For the field at large, the central finding is this: governance in agentic systems has already moved into identity, evaluation, and execution infrastructure. These are real achievements. The systems that result are technically sophisticated and structurally incomplete. They produce enforceable authority, agents that act within their granted scope, credentialed against defined standards, operating within permitted boundaries, without legitimate control. The mechanisms to constrain, redirect, attribute, and remedy those actions remain external to the architecture that executes them.

The asymmetry is not closing. The investment disparity between pre-deployment evaluation and post-deployment control is structural, incentive-driven, and compounding with each deployment cycle that normalizes the current pattern as acceptable. Organizations deploying agentic systems under the current architecture are accumulating control debt at the same rate they are accumulating deployment scale. When that debt comes due, it will come due at the speed of the systems that incurred it, in the form of incidents that cannot be reconstructed, harms that cannot be attributed, and failures that cannot be remedied because the infrastructure for remedy was never built. The institutions that have accumulated the most control debt will face the harshest adjustment when the first significant attribution failure triggers regulatory recalibration at sector scale.

The audit trail that can reconstruct a decision is fundamentally different from the audit trail that confirms a transaction occurred. That distinction is not a philosophical subtlety. It is the operational difference between a governance architecture that can correct itself and one that can only observe its own failures. Until that distinction drives infrastructure investment with the same urgency that authorization infrastructure once commanded, agentic governance will remain technically advanced and structurally illegitimate.

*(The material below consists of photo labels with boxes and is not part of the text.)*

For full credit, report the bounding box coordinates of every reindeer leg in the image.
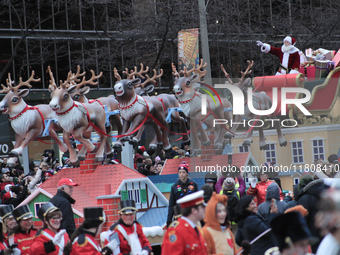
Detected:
[78,131,91,161]
[48,124,67,152]
[9,134,24,157]
[129,125,145,146]
[9,128,42,157]
[110,114,123,135]
[113,119,131,150]
[63,131,79,165]
[259,127,268,151]
[171,112,190,144]
[154,110,171,152]
[95,113,107,162]
[74,125,96,152]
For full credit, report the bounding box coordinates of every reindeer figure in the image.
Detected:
[221,60,287,150]
[114,68,171,153]
[172,60,231,154]
[65,65,122,156]
[48,67,106,162]
[130,64,190,149]
[0,71,67,161]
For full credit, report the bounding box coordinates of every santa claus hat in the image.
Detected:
[283,36,296,45]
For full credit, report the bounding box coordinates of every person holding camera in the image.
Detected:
[30,202,70,255]
[8,204,37,255]
[50,178,78,236]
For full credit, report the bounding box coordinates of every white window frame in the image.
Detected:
[127,189,141,204]
[290,139,305,165]
[237,144,250,153]
[34,202,47,219]
[264,142,277,164]
[310,137,326,162]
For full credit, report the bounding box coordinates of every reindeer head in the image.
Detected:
[0,71,40,114]
[48,67,102,113]
[63,65,103,103]
[221,60,254,94]
[172,59,207,97]
[114,64,163,97]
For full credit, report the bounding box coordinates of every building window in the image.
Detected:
[312,139,325,161]
[121,189,144,204]
[292,141,304,164]
[34,202,46,219]
[238,145,249,153]
[265,143,277,163]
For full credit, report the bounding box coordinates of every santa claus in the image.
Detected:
[256,36,300,75]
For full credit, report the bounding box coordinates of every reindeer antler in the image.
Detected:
[171,63,180,78]
[66,65,86,83]
[0,70,41,93]
[239,60,254,84]
[113,68,122,81]
[73,70,103,88]
[135,69,163,88]
[47,66,57,90]
[135,63,149,79]
[13,70,41,92]
[221,64,233,84]
[0,73,14,93]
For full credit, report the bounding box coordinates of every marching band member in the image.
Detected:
[30,202,70,255]
[107,200,151,255]
[162,190,208,255]
[8,204,37,255]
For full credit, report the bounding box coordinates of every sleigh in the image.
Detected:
[289,67,340,125]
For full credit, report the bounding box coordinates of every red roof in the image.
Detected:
[40,164,146,212]
[161,152,250,175]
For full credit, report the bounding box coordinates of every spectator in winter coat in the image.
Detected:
[202,192,236,254]
[50,178,78,236]
[296,175,328,253]
[30,202,70,255]
[167,161,198,226]
[236,196,277,255]
[257,182,288,220]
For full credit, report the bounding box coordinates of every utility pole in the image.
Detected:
[198,0,213,85]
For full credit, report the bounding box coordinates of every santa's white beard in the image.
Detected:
[282,44,293,52]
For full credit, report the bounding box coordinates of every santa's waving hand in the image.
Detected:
[256,36,300,75]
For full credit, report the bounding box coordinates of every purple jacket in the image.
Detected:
[215,175,246,197]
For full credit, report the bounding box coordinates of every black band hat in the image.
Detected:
[118,199,138,214]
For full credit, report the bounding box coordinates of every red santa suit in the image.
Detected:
[261,36,300,75]
[8,229,37,255]
[70,232,102,255]
[30,228,70,255]
[0,242,7,251]
[105,220,152,255]
[162,217,208,255]
[247,179,284,206]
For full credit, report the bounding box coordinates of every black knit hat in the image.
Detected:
[84,207,105,228]
[38,202,60,221]
[271,212,311,252]
[0,205,14,221]
[201,184,214,203]
[205,172,217,183]
[174,204,182,220]
[12,204,33,222]
[118,199,138,214]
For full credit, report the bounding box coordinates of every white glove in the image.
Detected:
[256,41,264,47]
[52,229,66,245]
[249,178,257,189]
[106,239,119,252]
[11,248,21,255]
[137,250,149,255]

The institutions most exposed to this risk are not necessarily the ones deploying the most aggressive systems. They are the ones that have normalized the authorization-without-control pattern most thoroughly, across the most deployment contexts, over the longest period. Their control debt is the largest. Their exposure to the first significant sector-level incident is proportionate. The adjustment, when it comes, will not be calibrated to what would have been efficient; it will be calibrated to what is politically necessary after a visible governance failure. Proactive investment in control infrastructure is not merely an ethical preference. It is the least disruptive path available, and that window is closing with each deployment cycle that treats governance as something applied after the architecture is finalized rather than designed into it from the outset.

The systems will be authorized. They will not be under control. And the institutions that deploy them will be accumulating a liability that no compliance annotation, however carefully drafted, can extinguish.